The conglomerate’s longstanding strategic distribution partnership with global consumer goods giant Unilever also contributed to the quarter’s strong performance. Popular Unilever brands distributed by César Iglesias, including personal care lines Dove, Rexona, Pond’s, and hair care brand Sedal, saw steady consumer demand that reinforced the value of the firm’s diversified brand mix and collaborative strategic relationships.
Beyond core domestic retail sales, two other key segments drove the quarter’s outperformance: wholesale and business-to-business (B2B) channels, and expanding international operations. International sales now account for more than 15% of the company’s total annual revenue, marking a steady upward trend in global market penetration for the Dominican firm. During the first quarter, César Iglesias also expanded its footprint by adding seven new brands to its portfolio and extended its reach into the hospitality sector, a move that positions the company to capitalize on the Dominican Republic’s fast-growing tourism industry.

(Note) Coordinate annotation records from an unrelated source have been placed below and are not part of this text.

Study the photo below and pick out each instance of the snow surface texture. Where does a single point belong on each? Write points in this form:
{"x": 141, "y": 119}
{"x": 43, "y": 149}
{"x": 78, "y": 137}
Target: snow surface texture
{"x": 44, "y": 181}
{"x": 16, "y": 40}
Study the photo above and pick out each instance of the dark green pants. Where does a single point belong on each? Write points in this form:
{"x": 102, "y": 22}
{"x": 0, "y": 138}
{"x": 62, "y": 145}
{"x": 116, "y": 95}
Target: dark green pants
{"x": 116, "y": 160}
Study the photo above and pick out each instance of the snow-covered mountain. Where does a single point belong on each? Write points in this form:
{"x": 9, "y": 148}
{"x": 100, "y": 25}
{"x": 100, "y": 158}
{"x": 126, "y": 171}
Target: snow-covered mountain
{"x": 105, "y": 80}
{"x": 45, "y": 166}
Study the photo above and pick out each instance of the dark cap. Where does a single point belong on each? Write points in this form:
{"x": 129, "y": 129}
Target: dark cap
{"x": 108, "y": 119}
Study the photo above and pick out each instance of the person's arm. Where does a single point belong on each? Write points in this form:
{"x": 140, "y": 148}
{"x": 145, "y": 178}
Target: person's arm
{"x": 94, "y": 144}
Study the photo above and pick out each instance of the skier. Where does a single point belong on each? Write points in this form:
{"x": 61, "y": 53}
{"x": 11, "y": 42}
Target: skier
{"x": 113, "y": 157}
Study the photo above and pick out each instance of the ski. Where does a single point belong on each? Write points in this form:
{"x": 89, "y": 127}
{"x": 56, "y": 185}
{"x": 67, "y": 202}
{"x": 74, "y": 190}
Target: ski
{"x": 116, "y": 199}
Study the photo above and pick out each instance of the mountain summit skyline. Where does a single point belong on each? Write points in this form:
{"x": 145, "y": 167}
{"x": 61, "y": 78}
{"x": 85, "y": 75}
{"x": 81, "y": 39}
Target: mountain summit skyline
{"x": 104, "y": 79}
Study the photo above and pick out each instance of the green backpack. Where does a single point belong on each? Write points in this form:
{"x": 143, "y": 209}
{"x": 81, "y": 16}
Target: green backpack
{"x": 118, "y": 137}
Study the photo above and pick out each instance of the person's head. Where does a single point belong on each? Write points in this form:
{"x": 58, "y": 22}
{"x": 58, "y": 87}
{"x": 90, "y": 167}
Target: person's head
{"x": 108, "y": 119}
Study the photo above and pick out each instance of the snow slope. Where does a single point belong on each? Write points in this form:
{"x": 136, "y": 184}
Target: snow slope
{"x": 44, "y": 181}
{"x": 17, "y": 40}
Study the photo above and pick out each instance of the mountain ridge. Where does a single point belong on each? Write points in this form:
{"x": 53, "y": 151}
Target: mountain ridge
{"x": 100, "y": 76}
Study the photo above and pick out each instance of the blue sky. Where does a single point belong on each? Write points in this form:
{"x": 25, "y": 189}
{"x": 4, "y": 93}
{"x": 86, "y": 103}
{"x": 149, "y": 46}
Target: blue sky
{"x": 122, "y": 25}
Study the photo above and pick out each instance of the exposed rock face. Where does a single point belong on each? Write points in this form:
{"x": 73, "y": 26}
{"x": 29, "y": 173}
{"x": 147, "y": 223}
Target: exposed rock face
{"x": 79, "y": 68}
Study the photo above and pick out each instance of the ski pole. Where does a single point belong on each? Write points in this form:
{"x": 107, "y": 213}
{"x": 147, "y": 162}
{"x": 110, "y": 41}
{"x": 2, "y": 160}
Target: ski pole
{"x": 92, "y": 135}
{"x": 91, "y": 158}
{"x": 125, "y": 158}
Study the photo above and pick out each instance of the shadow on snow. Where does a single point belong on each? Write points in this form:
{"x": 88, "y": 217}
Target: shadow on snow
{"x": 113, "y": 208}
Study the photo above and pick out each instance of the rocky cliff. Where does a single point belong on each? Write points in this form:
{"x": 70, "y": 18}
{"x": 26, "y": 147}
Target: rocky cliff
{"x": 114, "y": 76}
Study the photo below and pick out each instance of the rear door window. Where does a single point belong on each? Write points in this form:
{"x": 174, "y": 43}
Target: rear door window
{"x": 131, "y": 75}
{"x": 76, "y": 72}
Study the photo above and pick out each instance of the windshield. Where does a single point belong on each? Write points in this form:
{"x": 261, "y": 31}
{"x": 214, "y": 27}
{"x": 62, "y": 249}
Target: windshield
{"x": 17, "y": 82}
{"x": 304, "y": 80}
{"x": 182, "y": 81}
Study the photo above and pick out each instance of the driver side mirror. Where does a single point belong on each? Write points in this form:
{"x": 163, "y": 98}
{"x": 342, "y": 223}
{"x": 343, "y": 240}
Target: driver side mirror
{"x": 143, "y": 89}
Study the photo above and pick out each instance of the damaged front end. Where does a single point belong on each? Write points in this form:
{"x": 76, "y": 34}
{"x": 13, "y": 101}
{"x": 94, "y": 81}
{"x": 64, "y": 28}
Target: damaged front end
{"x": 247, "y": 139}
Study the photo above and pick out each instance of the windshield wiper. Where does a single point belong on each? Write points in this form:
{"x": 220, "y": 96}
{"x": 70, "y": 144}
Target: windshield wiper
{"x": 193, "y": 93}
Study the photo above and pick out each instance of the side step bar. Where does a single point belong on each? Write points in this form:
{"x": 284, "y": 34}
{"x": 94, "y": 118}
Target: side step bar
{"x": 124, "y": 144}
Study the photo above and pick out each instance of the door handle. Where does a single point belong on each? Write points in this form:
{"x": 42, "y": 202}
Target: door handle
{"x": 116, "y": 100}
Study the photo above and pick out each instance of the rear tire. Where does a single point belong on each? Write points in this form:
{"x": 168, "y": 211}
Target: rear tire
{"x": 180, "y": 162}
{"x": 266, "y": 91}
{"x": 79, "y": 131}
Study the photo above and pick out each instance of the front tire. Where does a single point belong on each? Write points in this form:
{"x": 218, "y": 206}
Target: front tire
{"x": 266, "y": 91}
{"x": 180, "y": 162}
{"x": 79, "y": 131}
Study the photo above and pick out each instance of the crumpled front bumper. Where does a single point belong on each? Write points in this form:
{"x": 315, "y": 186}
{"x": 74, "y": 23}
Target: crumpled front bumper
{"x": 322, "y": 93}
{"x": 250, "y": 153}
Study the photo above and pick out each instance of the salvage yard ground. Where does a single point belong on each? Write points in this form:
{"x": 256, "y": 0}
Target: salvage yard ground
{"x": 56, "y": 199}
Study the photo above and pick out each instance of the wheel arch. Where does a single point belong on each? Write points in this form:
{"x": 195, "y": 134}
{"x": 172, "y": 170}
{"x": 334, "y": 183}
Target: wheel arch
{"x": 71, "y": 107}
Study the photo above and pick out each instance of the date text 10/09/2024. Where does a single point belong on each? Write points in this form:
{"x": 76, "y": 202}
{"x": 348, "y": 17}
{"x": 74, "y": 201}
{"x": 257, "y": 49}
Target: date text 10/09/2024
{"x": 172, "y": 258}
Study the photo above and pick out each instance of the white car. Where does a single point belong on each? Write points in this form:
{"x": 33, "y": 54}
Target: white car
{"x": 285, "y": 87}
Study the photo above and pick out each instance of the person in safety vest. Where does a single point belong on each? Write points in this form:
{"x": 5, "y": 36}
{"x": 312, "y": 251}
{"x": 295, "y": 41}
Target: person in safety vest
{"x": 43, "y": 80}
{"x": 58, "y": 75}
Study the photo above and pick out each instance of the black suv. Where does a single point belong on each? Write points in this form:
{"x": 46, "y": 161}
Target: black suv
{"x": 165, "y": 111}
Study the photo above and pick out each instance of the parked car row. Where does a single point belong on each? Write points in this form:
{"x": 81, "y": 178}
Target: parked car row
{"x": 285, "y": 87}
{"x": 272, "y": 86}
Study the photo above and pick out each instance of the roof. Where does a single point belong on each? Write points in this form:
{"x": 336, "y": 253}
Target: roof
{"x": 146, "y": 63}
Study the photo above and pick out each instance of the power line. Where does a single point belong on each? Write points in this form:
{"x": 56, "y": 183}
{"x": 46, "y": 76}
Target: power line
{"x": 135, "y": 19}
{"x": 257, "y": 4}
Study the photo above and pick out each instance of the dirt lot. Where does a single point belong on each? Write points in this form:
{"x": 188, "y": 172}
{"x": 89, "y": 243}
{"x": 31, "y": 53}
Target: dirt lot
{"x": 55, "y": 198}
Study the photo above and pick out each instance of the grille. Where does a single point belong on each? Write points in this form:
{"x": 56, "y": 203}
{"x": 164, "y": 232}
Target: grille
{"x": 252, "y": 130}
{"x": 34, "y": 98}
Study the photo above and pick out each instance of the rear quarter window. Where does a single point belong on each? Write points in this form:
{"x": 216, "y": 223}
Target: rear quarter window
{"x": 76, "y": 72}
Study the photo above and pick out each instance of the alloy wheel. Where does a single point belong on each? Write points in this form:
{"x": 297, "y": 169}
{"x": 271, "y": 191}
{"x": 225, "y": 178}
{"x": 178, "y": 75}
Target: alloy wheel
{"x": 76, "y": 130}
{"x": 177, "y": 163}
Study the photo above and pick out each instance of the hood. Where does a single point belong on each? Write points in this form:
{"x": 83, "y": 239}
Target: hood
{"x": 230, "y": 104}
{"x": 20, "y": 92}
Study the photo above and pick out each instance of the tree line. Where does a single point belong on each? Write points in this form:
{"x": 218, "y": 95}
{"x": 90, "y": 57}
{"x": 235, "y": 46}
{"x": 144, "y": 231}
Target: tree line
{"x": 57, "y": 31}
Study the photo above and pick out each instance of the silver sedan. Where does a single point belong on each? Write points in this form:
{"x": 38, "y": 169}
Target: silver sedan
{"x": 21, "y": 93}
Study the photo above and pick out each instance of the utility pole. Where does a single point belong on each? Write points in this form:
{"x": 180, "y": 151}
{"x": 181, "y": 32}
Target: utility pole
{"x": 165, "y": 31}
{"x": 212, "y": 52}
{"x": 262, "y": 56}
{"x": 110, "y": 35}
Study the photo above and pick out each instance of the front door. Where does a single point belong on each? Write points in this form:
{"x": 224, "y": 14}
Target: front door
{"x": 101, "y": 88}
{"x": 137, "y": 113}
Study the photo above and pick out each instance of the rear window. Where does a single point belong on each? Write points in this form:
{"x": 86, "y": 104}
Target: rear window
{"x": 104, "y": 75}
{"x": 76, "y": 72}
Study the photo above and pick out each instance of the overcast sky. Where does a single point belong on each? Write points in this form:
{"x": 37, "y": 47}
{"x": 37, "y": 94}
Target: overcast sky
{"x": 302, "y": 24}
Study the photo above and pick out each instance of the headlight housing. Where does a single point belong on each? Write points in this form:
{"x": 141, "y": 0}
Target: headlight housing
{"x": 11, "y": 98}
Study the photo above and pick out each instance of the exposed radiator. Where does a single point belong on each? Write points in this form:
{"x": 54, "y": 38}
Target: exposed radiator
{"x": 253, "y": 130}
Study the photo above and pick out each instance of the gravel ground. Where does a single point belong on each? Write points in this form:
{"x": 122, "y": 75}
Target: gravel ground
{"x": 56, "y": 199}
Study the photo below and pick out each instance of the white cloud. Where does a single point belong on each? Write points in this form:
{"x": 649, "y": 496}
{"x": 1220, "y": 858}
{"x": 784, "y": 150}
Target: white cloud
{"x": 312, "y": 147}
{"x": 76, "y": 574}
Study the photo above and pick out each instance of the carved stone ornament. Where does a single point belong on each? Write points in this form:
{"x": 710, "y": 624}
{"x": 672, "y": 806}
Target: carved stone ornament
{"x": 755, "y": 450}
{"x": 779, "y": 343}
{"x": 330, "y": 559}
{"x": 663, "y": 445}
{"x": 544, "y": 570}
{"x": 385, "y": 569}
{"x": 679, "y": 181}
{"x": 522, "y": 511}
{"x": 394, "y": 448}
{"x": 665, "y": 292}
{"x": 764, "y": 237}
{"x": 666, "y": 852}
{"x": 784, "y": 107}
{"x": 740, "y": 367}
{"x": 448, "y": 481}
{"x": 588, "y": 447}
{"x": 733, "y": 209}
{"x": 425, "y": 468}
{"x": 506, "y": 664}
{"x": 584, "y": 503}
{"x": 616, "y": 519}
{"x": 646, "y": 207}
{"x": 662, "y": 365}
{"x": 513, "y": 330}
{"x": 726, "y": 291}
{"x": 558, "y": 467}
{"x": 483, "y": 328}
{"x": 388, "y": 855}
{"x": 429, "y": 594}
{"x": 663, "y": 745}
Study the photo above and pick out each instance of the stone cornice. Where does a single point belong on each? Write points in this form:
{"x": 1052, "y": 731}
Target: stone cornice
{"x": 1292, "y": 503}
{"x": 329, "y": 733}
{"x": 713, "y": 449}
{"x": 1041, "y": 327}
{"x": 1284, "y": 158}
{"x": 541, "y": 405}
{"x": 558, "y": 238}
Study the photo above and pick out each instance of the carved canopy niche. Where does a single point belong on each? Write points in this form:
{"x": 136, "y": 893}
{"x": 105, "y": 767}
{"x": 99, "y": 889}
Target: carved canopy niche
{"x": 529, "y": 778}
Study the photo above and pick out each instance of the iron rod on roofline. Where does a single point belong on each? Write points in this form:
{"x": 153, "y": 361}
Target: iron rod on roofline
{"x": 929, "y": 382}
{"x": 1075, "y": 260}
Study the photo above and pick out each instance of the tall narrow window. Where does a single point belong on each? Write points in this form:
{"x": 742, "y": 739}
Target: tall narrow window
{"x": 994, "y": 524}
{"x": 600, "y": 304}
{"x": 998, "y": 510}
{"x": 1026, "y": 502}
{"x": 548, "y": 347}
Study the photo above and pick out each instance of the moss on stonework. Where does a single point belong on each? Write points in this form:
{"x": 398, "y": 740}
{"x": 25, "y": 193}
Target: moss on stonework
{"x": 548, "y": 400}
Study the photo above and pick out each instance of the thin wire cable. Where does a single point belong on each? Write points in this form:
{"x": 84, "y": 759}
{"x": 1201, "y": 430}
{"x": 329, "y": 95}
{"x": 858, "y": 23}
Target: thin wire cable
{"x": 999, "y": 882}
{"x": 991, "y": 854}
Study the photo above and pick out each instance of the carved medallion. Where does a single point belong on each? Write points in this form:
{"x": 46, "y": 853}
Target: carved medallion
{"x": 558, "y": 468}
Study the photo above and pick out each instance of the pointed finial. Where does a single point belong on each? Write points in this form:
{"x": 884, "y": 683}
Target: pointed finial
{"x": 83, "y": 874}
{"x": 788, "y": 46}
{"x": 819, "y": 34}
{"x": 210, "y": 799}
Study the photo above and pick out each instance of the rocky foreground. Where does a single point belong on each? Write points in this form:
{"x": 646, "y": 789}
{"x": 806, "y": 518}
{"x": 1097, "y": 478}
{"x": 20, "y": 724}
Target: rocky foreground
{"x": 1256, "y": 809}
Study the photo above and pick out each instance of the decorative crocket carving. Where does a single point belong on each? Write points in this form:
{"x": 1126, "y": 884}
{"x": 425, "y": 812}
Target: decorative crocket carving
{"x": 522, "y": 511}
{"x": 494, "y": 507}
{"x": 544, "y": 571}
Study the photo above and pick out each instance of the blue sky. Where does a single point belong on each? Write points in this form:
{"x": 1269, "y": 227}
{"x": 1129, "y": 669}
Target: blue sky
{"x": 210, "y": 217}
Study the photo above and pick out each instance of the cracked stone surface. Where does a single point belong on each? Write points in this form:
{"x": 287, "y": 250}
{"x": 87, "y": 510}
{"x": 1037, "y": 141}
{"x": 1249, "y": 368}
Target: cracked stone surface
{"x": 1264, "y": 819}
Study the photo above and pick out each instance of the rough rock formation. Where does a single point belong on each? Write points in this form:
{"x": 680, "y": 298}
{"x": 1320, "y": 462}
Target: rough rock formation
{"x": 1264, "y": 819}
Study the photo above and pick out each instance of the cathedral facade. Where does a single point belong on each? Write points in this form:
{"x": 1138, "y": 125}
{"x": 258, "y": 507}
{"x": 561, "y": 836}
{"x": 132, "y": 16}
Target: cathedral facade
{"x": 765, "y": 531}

With more than 100 years of operation in the Dominican Republic, company leadership framed the 2026 strong start as an outcome of three longstanding core priorities: maintaining the trust of domestic consumers, prioritizing profitability across all portfolio lines, and upholding disciplined operational execution. In a statement accompanying the quarterly results, the firm reaffirmed its long-term commitment to driving inclusive economic development across the Dominican Republic.